E allora perché Brenno non rideva per niente, ma anzi aveva l’espressione di uno che va al capestro? In quel secondo in cui era stato ripreso, sembrava un Lupo messo alla forca.
Riaprì il secondo video, fermò il filmato su quel secondo di Brenno e fece uno screenshot. Nonostante la faccia provata, aveva sempre un grande fascino. Almeno avrebbe potuto guardare la foto tutte le volte che voleva, almeno avrebbe potuto guardare una foto, almeno avrebbe potuto ricordarlo così, per sempre. Almeno.
Sofia riaprì il secondo filmato, sentendosi come una di quelle anziane che ripetono le stesse cose mille volte.
Sì, era vero quello che Gianguido le aveva detto. Grazie al ricovero immediato si era scongiurata la sindrome falloidea, i gravi stati di disidratazione con squilibri elettrolitici, l’insufficienza epatica e renale, la sofferenza cerebrale. Non c’era stato bisogno di emodialisi per filtrare le scorie metaboliche.

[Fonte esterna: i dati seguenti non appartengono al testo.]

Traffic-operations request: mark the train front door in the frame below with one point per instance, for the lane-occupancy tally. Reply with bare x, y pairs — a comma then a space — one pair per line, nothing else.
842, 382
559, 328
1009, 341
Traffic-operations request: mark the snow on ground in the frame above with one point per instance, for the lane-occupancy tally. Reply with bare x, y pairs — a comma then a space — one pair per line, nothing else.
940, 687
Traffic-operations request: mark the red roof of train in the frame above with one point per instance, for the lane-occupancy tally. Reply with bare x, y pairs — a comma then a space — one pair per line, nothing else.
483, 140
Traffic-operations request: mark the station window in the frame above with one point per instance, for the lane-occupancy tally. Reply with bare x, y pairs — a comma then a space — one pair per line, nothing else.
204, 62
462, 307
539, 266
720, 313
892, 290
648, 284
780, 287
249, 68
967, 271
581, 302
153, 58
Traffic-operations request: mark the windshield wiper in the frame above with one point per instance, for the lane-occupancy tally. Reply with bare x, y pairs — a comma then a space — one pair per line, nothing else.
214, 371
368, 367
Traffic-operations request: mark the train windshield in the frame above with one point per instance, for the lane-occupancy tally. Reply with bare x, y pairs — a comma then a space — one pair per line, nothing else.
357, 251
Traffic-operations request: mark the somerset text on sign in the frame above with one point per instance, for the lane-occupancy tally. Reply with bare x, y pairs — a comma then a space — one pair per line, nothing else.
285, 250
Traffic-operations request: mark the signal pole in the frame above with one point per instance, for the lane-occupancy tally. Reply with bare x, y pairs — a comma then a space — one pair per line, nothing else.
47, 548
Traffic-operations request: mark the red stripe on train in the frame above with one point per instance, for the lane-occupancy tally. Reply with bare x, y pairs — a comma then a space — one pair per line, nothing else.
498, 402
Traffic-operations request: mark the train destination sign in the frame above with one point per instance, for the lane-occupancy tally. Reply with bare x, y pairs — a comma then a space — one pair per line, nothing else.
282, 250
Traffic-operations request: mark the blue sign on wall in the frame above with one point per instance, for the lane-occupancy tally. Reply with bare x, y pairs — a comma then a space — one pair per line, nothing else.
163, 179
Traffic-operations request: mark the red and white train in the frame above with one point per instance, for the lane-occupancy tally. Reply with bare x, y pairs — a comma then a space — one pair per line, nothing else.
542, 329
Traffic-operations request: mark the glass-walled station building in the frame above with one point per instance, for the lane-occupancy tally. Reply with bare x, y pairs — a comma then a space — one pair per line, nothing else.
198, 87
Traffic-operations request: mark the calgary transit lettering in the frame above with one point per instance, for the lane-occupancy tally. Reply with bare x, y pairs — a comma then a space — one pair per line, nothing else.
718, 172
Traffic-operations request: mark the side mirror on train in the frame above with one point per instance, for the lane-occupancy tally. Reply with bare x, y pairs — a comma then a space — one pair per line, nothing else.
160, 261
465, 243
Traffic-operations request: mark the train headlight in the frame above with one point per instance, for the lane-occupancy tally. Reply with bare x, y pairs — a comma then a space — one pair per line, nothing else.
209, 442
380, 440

Era bastata la lavanda gastrica e una buona idratazione, anche perché alla fine di amanita ne aveva ingoiata ben poca. 
Se Brenno non fosse arrivato a salvarla lei sarebbe stata spacciata, anche perché quella donna malefica di Isabel era molto più alta e possente di lei, quindi, veleno fungino o no, l’avrebbe comunque facilmente soffocata.

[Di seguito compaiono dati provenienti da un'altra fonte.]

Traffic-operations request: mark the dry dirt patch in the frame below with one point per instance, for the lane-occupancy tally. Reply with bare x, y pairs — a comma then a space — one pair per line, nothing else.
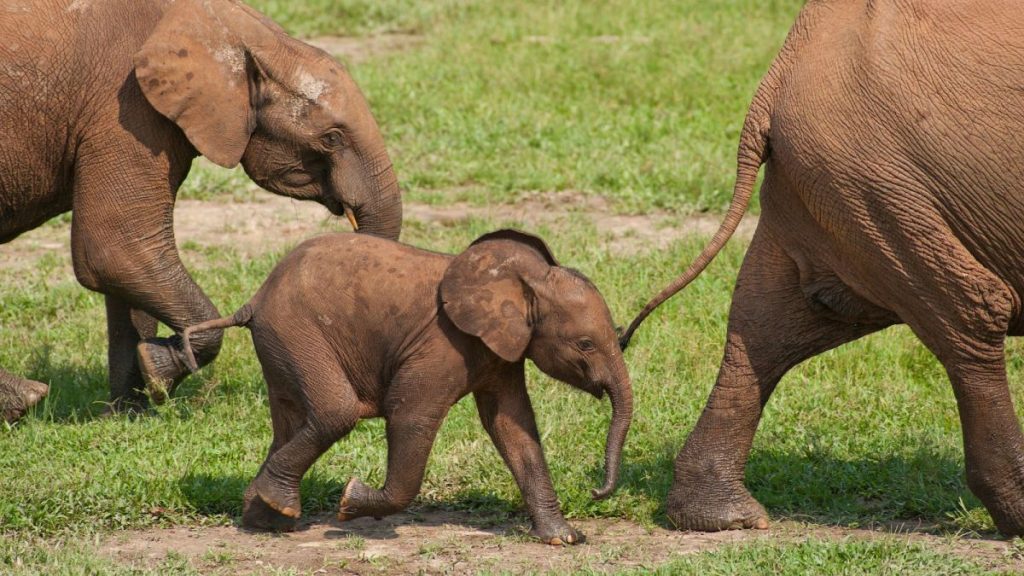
273, 222
461, 543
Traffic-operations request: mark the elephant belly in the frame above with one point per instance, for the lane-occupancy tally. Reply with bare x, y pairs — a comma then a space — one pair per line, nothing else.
30, 194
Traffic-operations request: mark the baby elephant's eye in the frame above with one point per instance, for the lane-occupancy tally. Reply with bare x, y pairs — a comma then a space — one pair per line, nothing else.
333, 139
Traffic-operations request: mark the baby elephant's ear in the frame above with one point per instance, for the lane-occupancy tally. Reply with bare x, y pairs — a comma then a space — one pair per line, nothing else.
197, 73
485, 292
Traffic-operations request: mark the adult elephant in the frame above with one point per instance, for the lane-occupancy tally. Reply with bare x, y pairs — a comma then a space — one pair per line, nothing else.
893, 137
104, 105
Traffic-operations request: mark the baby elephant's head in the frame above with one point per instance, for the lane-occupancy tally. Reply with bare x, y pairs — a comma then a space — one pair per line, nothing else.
508, 290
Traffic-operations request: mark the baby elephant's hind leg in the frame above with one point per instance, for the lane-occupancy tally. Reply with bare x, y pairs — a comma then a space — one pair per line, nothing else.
303, 429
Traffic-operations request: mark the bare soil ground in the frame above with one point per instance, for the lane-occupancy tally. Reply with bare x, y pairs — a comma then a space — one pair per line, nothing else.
436, 541
461, 543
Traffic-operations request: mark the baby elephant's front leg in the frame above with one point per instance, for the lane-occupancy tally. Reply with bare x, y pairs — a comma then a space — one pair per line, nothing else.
409, 442
508, 417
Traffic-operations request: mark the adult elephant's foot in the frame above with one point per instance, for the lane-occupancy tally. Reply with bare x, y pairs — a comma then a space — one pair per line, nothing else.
556, 533
358, 500
18, 395
265, 510
162, 367
711, 506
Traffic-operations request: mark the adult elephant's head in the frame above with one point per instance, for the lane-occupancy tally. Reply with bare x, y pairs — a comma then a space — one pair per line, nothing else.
244, 90
509, 290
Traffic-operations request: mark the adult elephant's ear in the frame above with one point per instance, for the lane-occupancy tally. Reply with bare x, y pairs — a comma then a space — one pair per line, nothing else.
195, 71
485, 290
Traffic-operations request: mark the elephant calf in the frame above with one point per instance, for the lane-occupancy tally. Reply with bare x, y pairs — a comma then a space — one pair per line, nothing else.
349, 327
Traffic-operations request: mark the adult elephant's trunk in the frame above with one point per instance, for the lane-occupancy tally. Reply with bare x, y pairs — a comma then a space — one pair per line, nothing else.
621, 394
382, 215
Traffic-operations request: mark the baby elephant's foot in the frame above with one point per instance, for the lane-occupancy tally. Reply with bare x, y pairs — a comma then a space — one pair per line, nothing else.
265, 510
162, 367
357, 500
556, 533
18, 395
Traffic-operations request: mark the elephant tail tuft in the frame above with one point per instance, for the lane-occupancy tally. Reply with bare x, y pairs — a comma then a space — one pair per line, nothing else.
241, 318
753, 152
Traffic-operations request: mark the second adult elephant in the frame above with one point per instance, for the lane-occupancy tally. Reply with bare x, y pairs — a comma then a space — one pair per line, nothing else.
893, 135
104, 105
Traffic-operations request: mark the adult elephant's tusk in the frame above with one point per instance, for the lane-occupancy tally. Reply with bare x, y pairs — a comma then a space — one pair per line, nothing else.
351, 218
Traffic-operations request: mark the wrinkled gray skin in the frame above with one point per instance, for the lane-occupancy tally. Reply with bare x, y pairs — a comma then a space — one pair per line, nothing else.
893, 138
103, 105
349, 327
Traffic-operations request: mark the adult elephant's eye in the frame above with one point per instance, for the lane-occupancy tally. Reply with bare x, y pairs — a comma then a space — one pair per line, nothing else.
333, 139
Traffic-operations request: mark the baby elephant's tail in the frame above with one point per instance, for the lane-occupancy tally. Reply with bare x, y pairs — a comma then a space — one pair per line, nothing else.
240, 318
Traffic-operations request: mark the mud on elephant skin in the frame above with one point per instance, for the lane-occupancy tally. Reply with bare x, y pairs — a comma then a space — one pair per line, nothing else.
104, 120
893, 193
349, 327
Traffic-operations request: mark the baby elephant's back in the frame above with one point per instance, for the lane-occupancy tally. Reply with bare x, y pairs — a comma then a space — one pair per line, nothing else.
367, 284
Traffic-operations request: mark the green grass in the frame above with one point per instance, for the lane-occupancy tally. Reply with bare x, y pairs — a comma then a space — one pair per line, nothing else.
639, 101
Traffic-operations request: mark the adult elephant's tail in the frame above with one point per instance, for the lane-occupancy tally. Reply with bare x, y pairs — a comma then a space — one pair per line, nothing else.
241, 318
753, 151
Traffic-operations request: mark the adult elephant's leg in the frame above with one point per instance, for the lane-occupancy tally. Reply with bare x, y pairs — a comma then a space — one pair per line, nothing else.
312, 405
125, 329
411, 430
772, 327
18, 395
123, 246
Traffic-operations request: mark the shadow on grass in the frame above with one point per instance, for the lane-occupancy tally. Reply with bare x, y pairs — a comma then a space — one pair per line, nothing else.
78, 392
213, 495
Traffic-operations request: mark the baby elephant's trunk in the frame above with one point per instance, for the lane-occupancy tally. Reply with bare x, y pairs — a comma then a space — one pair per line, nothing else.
621, 394
240, 318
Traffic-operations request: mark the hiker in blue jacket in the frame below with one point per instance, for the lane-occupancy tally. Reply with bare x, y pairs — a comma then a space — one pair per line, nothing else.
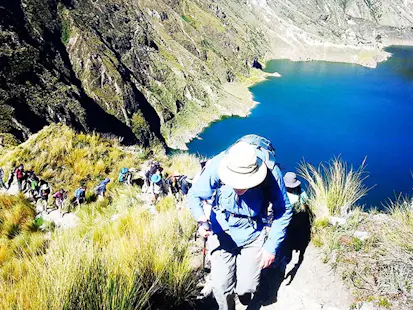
100, 190
244, 187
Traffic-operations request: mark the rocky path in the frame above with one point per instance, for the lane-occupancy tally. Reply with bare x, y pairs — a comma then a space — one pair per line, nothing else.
311, 286
314, 287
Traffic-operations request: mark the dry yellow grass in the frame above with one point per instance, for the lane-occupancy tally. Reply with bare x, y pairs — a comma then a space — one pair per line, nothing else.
64, 158
334, 187
127, 263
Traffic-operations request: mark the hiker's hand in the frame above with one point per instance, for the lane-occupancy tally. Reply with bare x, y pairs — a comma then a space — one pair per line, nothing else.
266, 258
203, 232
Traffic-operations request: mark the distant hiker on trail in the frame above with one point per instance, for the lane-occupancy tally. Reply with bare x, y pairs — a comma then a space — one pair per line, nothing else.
152, 168
33, 182
157, 187
298, 197
299, 230
44, 195
125, 176
80, 194
173, 186
184, 184
100, 189
244, 180
60, 197
1, 179
20, 176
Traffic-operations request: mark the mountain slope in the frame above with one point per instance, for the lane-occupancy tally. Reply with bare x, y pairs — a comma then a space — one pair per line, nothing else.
157, 71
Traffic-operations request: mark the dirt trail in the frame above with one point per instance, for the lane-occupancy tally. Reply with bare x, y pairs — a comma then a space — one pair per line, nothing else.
315, 286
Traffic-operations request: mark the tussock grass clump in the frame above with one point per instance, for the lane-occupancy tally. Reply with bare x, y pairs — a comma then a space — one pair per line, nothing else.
19, 236
184, 163
122, 257
379, 268
65, 158
334, 187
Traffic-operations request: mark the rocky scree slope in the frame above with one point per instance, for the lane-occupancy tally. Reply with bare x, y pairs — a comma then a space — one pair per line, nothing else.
154, 71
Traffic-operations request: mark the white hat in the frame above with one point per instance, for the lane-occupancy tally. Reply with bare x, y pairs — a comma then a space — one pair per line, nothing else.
240, 168
290, 180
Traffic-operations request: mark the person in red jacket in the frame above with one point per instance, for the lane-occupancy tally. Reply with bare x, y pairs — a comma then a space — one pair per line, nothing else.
20, 176
60, 197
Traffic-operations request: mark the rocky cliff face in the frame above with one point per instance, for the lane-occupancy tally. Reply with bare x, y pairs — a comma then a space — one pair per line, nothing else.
154, 70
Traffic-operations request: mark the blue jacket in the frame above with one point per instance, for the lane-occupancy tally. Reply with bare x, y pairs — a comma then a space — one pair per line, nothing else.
252, 204
101, 188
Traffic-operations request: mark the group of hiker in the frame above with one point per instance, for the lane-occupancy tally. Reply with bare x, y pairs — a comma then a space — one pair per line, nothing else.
154, 183
157, 184
243, 205
39, 189
241, 201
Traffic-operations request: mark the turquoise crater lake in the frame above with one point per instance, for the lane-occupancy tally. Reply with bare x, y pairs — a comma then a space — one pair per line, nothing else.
318, 110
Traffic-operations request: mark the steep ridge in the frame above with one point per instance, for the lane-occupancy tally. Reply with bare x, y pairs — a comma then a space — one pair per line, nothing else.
153, 71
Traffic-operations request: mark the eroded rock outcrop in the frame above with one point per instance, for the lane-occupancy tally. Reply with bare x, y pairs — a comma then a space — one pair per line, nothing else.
154, 71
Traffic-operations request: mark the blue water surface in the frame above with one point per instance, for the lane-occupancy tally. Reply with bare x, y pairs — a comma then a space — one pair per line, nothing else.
318, 110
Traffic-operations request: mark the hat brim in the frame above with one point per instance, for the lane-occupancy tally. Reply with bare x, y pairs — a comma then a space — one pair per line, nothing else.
239, 180
293, 184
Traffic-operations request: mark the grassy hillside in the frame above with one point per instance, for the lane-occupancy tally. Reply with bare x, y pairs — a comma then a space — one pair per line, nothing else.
64, 158
371, 250
120, 256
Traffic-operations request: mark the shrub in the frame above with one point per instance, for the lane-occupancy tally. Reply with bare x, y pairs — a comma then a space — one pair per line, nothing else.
132, 261
334, 187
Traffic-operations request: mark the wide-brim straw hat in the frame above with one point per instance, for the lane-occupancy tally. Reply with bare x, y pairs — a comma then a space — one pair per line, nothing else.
290, 180
241, 168
155, 178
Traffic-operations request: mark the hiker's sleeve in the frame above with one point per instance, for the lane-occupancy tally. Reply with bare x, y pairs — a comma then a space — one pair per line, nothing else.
282, 212
204, 188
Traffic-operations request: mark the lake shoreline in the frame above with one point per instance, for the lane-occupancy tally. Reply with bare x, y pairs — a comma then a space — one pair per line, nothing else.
237, 100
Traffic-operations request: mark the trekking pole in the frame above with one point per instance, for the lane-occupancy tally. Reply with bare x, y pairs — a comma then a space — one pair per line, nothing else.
206, 226
204, 254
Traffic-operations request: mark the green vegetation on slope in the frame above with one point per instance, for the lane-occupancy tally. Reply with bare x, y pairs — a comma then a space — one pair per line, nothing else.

A che punto poteva portare la gelosia, quella figlia malsana ma potente dell’amore, capace di accecare gli occhi e la mente di chi colpiva. A quali conseguenze. Isabel ne era un esempio lampante: ammalata di Brenno al punto da volere uccidere chi poteva portarglielo via.
Ma lei, Sofia, la vittima designata, doveva essere felice perché era ancora viva, era stata fortunata, sfacciatamente fortunata, come le aveva detto sua madre. Sua madre... manco si era presentata in ospedale... una volta avvisata di quanto accaduto e che sarebbe bastato poco per rimetterla in piedi, le aveva giusto fatto una telefonata con la voce contrita e poco convincente. Suo padre non c’era e forse non aveva neanche saputo cosa fosse successo. In compenso i genitori di Gianguido erano andati a trovarla nei pochi giorni in cui era rimasta sotto osservazione in ospedale, portandole un mazzo di rose azzurre e una scatola di cioccolatini. “Sei come nostra figlia” avevano detto, “sarai la moglie di Gianguido e sei come nostra figlia”.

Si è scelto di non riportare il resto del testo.